Support Questions

pierre_gunet · ‎10-18-2017

Hi,

Following the Hive documentation (https://cwiki.apache.org/confluence/display/Hive/Druid+Integration) I linked a Hive table to an existing Druid datasource using the DruidStorageHandler. I managed to do select, timeseries and groupBy queries without any trouble but impossible to generate a TopN query. It always falls back on the groupBy.
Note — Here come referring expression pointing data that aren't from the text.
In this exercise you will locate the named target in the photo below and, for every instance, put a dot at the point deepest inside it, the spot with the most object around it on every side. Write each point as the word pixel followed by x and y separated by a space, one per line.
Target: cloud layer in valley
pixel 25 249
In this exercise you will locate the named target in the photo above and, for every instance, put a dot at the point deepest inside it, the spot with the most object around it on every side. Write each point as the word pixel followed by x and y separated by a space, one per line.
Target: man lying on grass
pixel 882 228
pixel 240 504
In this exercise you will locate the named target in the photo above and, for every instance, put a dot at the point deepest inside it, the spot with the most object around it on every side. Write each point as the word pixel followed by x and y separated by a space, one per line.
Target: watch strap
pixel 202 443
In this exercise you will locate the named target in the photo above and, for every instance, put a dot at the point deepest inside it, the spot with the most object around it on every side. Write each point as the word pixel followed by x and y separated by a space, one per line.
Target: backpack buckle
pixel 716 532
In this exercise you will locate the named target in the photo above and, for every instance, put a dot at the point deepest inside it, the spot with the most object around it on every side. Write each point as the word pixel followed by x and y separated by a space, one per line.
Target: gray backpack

My datasource (with a DAY granularity) schema is :

+------------+------------+--------------------+--+
|  col_name  | data_type  |      comment       |
+------------+------------+--------------------+--+
| __time     | timestamp  | from deserializer  |
| dimension1 | string     | from deserializer  |
| metric1    | bigint     | from deserializer  |
| dimension2 | string     | from deserializer  |
+------------+------------+--------------------+--+

The query I'm running is :

SELECT `dimension1`, `floor_day`(`__time`), sum(`metric1`) as s FROM my_db.my_table GROUP BY `dimension1`, `floor_day`(`__time`) ORDER BY s DESC LIMIT 10;

If I 'EXPLAIN' it, I have :

Plan optimized by CBO.                                                                               Stage-0
    Fetch Operator
      limit:-1
      Select Operator [SEL_1]
        Output:["_col0","_col1","_col2"]
        TableScan [TS_0]
	  Output:["dimension1","floor_day","$f2"],properties:{"druid.query.json":"{\"queryType\":\"groupBy\",\"dataSource\":\"my_datasource\",\"granularity\":\"all\",\"dimensions\":[{\"type\":\"default\",\"dimension\":\"dimension1\"},{\"type\":\"extraction\",\"dimension\":\"__time\",\"outputName\":\"floor_day\",\"extractionFn\":{\"type\":\"timeFormat\",\"format\":\"yyyy-MM-dd'T'HH:mm:ss.SSS'Z'\",\"granularity\":\"day\",\"timeZone\":\"UTC\",\"locale\":\"en-US\"}}],\"limitSpec\":{\"type\":\"default\",\"limit\":10,\"columns\":[{\"dimension\":\"$f2\",\"direction\":\"descending\",\"dimensionOrder\":\"numeric\"}]},\"aggregations\":[{\"type\":\"longSum\",\"name\":\"$f2\",\"fieldName\":\"count\"}],\"intervals\":[\"1900-01-01T00:00:00.000/3000-01-01T00:00:00.000\"]}","druid.query.type":"groupBy"}

I'm using HDP-2.6.2.0-205 with Hive 2.1.0 and Druid 0.9.2.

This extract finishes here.